Les Sauvages dont nous parlons ayans fait ces exercices enfin arrivent au lac qu'ilz cherchoient, lequel Champlein dit étre long d'octante ou cent lieuës, & toutefois il ne l'a depeint, que de la longueur de trente-cinq lieuës. Ce lac est embelli de quatre grandes iles foretieres, & environné d'arbres de toutes parts, parmi léquels y a force chataigners & quantité de fort belles vignes que la nature y a plantées. Non loin du bord: à l'Orient y a des Alpes couvertes d'un manteau de neges au plus chaud de l'Eté: & au Midi d'autres qui les semblent égaler en hauteur, mais toutefois sans neges. Au dessouz sont de belles vallées fertiles en peuples, blés, & fruits, mais ce blé est celui qu'aucuns appellent blé sarazin, ou masis, & non blé de nôtre Europe.
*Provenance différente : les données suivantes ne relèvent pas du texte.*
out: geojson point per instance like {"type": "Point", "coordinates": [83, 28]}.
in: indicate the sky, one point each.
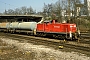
{"type": "Point", "coordinates": [35, 4]}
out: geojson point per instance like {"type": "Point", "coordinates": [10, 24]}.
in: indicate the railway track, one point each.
{"type": "Point", "coordinates": [55, 43]}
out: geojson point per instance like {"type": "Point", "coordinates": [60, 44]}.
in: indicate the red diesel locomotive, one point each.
{"type": "Point", "coordinates": [58, 30]}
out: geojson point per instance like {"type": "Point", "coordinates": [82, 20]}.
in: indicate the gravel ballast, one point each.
{"type": "Point", "coordinates": [40, 52]}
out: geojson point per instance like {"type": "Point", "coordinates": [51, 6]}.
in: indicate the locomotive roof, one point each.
{"type": "Point", "coordinates": [18, 16]}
Rencontre des Iroquois. Barricades. Message à l'ennemi. Combat. Effect d'arquebuse. Victoire. Butin. Retour des victorieux. Traitement des prisonniers. Ceremonies à l'arrivée des victorieux en leur païs.
CHAP. IV.
E vint-neufiéme Juillet la troupe guerriere des Sauvages cotoyant le lac à la faveur de la nuit, sur les dix heures eut en rencontre les Iroquois plustot qu'elle n'avoit pensé. Lors grans cris & huées d'une part & d'autre: chacun met pied à terre & arrenge ses canots le long de la rive: Les Iroquois pris à l'impourveu se barricadent, coupans de bois avec de mechantes haches qu'ilz gaignent quelquefois à la guerre, & de pierres aiguës qui leur servent à méme effect. Les autres se parent aussi de leur côté, & s'avançans à la portée d'une fleche de l'ennemi en l'ordre qui avoit été dit, ils leur envoyent deux canots, sçavoir s'ils ont envie de combattre. Les Iroquois repondent qu'ilz ne sont venus que pour cela, mais que l'heure n'est propre, & sont d'avis d'attendre le jour. Ceci est trouvé bon par les autres. Cependant la nuit se passe en danses & chansons avec injures, deffis, & reproches de part & d'autre.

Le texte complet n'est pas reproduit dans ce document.